Kohäsion im Deutschen und Englischen – ein empirischer Ansatz zum kontrastiven Vergleich

GECCo-Homepage

Funded by DFG - German Research Foundation

Project Start: 1 April 2011

1. phase: April 2011 - June 2013
2. phase: July 2013 - January 2017


Background and Motivation

With the design of the GECCo corpus, we provide a resource allowing a contrastive investigation of cohesion in English and German. The findings of the GECCo-project complement insights in English-German contrastive linguistics on the level of lexicogrammar (e.g. by Hawkins, Rohdenburg, Mair, House, Doherty, Steiner & Teich, König & Gast, Hansen-Schirra, Neumann and Steiner, Fischer), focusing on textual contrasts in cohesion as an area of linguistic research. The findings gained from the GECCo corpus are aimed at enriching contrastive grammars with an empirically-based account of cohesion in English and German.

GECCo also contributes to our understanding of how contrasts on the level of cohesion affect text production and reception in different situations of language use. The corpus and the results obtained on its basis are a resource both for language teaching and for translator and interpreter training. Our corpus findings offer new incentives for modeling translation errors and for elaborating translation strategies and thus may complement work on translation quality assessment.
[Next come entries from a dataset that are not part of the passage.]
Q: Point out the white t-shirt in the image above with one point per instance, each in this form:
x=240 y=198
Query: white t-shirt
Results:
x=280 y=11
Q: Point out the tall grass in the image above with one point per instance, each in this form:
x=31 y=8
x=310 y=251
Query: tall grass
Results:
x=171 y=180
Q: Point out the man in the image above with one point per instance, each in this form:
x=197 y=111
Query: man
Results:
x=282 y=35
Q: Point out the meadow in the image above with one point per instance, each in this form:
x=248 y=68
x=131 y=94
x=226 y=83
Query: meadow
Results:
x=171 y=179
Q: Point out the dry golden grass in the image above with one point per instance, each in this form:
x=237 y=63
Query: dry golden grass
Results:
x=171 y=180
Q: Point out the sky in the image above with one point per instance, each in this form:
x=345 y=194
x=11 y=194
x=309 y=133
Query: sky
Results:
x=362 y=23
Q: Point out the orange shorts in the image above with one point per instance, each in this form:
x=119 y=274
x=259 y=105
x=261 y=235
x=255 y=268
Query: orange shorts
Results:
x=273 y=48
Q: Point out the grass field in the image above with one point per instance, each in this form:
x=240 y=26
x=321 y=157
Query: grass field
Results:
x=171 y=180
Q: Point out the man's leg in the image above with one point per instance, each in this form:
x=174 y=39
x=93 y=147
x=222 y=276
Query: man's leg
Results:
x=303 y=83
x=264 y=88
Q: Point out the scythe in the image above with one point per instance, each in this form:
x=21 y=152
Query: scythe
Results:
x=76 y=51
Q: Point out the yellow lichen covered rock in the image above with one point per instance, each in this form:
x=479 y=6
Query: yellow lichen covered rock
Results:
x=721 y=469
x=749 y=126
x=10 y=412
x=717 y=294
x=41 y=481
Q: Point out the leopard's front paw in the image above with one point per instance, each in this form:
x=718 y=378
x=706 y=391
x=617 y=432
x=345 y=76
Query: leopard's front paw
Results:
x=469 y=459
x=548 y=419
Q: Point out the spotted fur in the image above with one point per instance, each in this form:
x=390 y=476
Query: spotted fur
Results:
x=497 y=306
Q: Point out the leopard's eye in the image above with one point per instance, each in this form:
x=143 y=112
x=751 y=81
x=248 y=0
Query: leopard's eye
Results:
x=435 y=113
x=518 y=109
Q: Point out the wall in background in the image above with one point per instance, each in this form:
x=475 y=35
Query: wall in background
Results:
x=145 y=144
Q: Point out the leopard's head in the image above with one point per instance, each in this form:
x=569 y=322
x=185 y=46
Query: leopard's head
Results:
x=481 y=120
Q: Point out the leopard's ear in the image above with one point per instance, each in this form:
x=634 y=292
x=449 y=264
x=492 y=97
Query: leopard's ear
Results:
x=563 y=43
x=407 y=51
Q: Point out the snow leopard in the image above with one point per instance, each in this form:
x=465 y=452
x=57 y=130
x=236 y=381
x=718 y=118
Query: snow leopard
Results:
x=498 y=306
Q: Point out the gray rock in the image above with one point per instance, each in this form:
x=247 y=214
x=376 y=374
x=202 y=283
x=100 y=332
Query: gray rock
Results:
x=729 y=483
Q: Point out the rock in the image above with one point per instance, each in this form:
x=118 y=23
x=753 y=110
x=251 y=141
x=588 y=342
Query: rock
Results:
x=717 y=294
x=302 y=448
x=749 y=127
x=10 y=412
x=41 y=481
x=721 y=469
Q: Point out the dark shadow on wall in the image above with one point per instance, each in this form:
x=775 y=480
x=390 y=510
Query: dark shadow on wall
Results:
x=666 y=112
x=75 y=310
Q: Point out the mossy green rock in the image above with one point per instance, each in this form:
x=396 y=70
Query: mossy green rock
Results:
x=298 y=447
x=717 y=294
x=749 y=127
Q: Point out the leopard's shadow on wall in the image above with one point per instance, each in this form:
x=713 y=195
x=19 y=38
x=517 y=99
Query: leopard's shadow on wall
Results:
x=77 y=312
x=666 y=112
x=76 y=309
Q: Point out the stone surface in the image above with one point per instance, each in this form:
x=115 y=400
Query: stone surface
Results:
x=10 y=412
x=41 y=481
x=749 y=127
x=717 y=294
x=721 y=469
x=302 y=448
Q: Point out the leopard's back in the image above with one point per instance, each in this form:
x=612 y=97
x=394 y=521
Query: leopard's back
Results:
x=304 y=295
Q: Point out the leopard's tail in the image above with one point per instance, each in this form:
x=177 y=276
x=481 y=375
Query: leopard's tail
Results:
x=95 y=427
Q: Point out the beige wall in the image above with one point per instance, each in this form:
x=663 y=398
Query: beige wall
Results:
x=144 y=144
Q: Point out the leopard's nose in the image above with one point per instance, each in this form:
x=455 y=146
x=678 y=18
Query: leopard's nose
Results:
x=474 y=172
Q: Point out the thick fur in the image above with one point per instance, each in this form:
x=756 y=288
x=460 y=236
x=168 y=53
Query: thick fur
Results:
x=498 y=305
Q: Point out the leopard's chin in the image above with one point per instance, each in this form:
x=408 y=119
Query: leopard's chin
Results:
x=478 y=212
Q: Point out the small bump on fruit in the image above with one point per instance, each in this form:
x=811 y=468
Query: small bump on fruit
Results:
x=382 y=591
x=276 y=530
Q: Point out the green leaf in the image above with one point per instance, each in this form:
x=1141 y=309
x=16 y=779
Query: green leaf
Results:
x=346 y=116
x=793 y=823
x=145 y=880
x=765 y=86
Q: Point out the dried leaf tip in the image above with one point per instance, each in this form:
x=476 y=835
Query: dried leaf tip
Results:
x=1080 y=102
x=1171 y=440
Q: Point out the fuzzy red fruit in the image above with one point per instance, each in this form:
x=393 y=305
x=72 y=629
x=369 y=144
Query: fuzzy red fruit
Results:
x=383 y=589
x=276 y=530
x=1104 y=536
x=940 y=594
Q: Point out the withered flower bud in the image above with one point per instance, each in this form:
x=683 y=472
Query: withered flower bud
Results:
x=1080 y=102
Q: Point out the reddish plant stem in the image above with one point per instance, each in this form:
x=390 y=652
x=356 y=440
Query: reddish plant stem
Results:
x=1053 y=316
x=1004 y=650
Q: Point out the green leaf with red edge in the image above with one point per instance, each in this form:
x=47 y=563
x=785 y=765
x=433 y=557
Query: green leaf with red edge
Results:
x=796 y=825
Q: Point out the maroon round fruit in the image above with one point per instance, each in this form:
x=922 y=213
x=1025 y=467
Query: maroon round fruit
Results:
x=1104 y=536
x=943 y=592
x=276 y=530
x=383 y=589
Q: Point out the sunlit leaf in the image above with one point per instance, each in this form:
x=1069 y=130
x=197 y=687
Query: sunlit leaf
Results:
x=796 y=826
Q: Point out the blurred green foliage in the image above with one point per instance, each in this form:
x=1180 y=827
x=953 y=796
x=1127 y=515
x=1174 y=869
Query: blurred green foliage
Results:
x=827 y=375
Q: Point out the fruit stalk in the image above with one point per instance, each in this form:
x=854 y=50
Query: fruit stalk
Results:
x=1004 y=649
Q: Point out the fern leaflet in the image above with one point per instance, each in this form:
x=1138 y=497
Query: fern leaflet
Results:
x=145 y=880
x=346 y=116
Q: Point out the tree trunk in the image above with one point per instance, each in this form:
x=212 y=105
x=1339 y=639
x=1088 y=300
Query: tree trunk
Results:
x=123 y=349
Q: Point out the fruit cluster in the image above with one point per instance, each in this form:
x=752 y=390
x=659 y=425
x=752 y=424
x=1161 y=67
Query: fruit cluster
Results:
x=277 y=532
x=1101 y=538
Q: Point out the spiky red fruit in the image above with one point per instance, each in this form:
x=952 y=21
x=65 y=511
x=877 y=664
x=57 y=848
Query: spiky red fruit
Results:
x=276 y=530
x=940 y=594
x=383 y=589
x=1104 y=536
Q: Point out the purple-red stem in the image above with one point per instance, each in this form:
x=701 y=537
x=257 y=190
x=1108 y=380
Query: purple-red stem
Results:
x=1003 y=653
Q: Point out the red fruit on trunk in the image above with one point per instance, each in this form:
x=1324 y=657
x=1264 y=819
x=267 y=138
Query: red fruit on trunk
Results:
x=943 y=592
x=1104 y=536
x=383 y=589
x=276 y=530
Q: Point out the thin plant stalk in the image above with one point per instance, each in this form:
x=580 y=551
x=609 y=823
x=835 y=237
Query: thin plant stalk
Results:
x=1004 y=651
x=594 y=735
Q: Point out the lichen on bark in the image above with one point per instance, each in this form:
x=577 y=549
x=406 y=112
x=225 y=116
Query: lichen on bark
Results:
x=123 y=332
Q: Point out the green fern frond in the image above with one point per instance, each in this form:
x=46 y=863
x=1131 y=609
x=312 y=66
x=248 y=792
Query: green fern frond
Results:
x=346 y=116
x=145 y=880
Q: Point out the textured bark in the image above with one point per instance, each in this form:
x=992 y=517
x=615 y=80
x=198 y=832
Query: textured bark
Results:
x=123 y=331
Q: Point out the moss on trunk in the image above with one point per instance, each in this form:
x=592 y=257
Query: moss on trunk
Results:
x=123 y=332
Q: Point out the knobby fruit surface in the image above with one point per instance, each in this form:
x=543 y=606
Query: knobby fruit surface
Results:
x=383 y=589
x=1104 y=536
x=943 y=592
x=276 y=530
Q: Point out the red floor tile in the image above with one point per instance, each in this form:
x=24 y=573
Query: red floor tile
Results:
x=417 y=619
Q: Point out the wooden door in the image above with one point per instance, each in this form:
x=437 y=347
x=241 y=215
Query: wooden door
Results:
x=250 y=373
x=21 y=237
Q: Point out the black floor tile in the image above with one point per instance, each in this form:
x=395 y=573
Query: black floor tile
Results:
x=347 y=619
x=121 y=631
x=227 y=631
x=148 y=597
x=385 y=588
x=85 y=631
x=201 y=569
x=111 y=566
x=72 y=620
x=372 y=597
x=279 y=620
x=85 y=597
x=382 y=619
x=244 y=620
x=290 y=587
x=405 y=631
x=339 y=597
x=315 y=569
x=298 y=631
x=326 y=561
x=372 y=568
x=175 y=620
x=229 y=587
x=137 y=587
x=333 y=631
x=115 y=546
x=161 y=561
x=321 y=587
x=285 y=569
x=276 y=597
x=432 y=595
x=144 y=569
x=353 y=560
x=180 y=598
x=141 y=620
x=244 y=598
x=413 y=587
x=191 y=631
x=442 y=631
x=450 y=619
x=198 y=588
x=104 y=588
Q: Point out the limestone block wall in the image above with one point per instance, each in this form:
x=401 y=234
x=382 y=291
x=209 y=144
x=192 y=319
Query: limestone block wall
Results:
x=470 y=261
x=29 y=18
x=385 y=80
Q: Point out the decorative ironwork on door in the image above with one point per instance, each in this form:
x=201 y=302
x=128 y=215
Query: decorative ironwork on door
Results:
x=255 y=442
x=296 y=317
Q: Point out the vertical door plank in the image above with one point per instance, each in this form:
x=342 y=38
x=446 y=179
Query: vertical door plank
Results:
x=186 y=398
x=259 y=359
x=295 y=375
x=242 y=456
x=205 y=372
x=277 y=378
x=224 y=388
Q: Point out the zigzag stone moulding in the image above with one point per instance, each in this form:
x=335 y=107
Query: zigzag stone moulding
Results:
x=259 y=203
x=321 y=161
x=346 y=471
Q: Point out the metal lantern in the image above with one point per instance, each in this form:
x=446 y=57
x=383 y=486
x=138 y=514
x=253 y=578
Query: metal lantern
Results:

The GECCo corpus design, its annotation techniques and extraction pipelines offer innovative tools to explore linguistic phenomena including, but not limited to, cohesion. The semi-automatic annotation of the corpora under analysis, for example, allows automatic extractions from parallel corpora. The semi-automatic exploitation of parallel corpora enables an automatic generation of those features that distinguish translated texts from originals. Such features are required for the improvement the quality of machine translation output and further statistical applications. Additionally, automatic extractions from both parallel and comparable corpora can contribute to multilingual systems of textual entailment.

Summarizing, work in GECCo addresses the following questions/issues:

  1. Which cohesive resources are provided by the language systems of English and German and to which extent are they instantiated in different registers (text types) and modes (spoken vs. written)?

  2. Which types of information must be annotated in a corpus for the semi-automatic analysis of cohesive phenomena, as well as its further applications in areas of statistical NLP approaches?

  3. Which are good corpus structures and architectures for efficient and easy querying with the processing tools available?